Geheimnis des "perfekten Sturms"
Dieser Kaltluftvorstoß ist es erst, der dem schwächelnden ex-Tropensturm noch einmal den nötigen Energieschub verpasst. In diesem Fall ist es vor allem der große Temperaturunterschied - wobei wir auch gleich beim Hauptunterschied eines tropischen Tiefs und eines Tiefs unserer Breiten sind: Bei Tropischen Stürmen fehlt eine Front, also Bereiche, in denen die Temperatur nicht nur vom unterschiedlichen Druck abhängt, sondern bei denen auch andere Luftmassen beteiligt sind. Druck- und Temperaturunterschiede sind also in unseren Breiten die Antriebe, feucht-warme Luft, die bis in große Höhen aufsteigt, der Antrieb bei tropischen Systemen. In diesem Fall verstärken sich diese beiden Effekte, der "perfekte Sturm" ist geboren.
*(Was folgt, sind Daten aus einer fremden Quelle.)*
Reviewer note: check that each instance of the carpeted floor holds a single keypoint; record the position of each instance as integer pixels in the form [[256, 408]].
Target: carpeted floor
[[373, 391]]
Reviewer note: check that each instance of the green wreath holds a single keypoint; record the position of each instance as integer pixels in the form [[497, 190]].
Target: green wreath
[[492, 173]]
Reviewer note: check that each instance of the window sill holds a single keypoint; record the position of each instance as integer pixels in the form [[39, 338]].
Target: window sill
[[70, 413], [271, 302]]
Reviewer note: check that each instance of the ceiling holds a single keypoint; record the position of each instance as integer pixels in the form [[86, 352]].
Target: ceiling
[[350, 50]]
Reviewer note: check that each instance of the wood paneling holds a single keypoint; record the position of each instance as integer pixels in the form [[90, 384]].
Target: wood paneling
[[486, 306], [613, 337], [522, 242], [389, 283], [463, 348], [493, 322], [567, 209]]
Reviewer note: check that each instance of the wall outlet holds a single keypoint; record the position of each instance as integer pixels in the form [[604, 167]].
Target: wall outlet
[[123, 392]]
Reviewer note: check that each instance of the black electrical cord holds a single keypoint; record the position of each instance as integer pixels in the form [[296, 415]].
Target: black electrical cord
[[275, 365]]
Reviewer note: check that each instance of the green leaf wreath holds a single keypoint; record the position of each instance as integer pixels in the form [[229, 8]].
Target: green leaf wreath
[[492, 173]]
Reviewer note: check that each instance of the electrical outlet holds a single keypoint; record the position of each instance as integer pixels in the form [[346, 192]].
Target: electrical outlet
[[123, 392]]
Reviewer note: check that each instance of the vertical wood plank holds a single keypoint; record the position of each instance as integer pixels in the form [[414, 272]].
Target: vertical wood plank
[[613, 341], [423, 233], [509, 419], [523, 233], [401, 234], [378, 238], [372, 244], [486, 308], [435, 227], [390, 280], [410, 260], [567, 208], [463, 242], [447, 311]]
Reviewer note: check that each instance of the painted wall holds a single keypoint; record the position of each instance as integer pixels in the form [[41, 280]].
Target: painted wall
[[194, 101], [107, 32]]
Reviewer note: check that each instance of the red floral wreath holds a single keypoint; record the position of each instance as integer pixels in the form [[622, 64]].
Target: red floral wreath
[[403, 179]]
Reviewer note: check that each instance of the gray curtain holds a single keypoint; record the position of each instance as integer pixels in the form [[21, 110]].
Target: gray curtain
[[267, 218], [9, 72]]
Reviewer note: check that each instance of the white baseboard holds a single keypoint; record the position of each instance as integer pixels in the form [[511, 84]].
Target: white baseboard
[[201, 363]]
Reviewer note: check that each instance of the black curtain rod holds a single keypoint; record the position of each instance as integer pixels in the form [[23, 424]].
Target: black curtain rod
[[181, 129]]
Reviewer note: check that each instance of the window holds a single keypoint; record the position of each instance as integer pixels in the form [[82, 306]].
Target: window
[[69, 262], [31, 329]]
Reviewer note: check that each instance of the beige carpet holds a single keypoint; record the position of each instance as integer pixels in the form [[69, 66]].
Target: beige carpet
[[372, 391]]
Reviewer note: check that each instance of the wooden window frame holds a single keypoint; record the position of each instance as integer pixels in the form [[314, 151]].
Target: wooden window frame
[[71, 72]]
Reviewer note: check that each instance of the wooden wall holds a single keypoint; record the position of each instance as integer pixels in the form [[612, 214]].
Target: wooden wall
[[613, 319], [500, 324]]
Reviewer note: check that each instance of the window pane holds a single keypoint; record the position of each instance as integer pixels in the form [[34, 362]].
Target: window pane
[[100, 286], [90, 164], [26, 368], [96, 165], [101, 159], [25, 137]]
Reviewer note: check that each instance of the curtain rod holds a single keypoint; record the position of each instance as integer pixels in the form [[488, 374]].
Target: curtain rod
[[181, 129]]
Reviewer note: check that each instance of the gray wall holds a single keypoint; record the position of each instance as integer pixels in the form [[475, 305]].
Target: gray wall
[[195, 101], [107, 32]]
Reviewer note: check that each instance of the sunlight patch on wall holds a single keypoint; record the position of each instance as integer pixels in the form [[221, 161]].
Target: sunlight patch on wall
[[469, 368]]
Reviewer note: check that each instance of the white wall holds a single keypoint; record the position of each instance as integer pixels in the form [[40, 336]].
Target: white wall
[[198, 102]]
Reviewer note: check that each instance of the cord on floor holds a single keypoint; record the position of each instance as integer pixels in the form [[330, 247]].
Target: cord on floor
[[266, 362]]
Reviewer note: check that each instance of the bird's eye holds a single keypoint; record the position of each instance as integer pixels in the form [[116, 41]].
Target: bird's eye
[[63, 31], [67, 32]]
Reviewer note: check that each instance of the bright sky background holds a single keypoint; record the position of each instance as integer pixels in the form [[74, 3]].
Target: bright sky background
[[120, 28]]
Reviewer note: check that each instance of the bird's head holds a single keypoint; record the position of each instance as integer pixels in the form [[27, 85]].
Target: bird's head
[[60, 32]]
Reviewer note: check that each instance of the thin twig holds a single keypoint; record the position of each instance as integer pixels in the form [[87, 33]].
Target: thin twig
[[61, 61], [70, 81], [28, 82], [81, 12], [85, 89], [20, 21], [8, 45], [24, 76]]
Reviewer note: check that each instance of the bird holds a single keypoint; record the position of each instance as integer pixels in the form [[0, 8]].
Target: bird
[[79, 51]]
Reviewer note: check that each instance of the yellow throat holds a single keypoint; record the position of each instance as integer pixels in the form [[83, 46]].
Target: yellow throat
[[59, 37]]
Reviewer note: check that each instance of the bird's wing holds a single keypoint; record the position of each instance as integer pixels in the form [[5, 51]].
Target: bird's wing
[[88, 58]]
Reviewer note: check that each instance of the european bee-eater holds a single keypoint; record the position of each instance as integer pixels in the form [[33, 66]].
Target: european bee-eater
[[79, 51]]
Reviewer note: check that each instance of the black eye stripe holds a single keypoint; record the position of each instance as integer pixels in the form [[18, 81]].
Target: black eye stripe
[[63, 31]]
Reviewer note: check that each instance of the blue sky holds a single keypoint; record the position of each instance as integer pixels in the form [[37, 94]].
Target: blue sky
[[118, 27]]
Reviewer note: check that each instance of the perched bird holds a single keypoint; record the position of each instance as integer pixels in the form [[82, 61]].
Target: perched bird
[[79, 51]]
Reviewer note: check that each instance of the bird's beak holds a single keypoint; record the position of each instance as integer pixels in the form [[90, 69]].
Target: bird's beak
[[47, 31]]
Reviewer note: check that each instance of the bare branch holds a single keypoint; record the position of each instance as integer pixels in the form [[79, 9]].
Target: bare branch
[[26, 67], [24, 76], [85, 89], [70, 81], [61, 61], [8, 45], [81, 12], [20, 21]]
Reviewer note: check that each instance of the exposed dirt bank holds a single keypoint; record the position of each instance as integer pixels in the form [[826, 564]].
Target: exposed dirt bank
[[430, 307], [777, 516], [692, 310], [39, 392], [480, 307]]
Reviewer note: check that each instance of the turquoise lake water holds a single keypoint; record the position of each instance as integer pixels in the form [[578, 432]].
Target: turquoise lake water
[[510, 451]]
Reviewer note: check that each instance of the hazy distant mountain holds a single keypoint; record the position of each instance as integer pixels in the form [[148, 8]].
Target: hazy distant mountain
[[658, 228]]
Bis Halloween Abschwächung
Aktuell beeinflusst die Kaltfront bereits noch-Hurrikan "Sandy" an seiner Westflanke, womit der Übergang von einem tropischen Wirbelsturm zu einem außertropischen Tief begonnen hat. Der hohe Energievorrat, der in Form von Feuchtigkeit in "Sandy" transportiert wird, kommt also zusätzlich in Wallung. Im Rückblick (Abb. 6) erkennt man, wie "Sandy" in den letzten Stunden Kontakt mit diesem "Trog" kalter Luft aufgenommen hat. Durch das Hoch im Norden wird es dabei immer mehr vom Atlantik weg nach Westen auf die Küsten zugedrängt. Auf dem Weg ins Landesinnere wird es auf seiner kalten Seite in den Höhenlagen der Appalachen noch für einiges an Neuschnee sorgen (Abb. 7), bevor es sich im Laufe des Mittwochs dann spürbar abschwächen wird.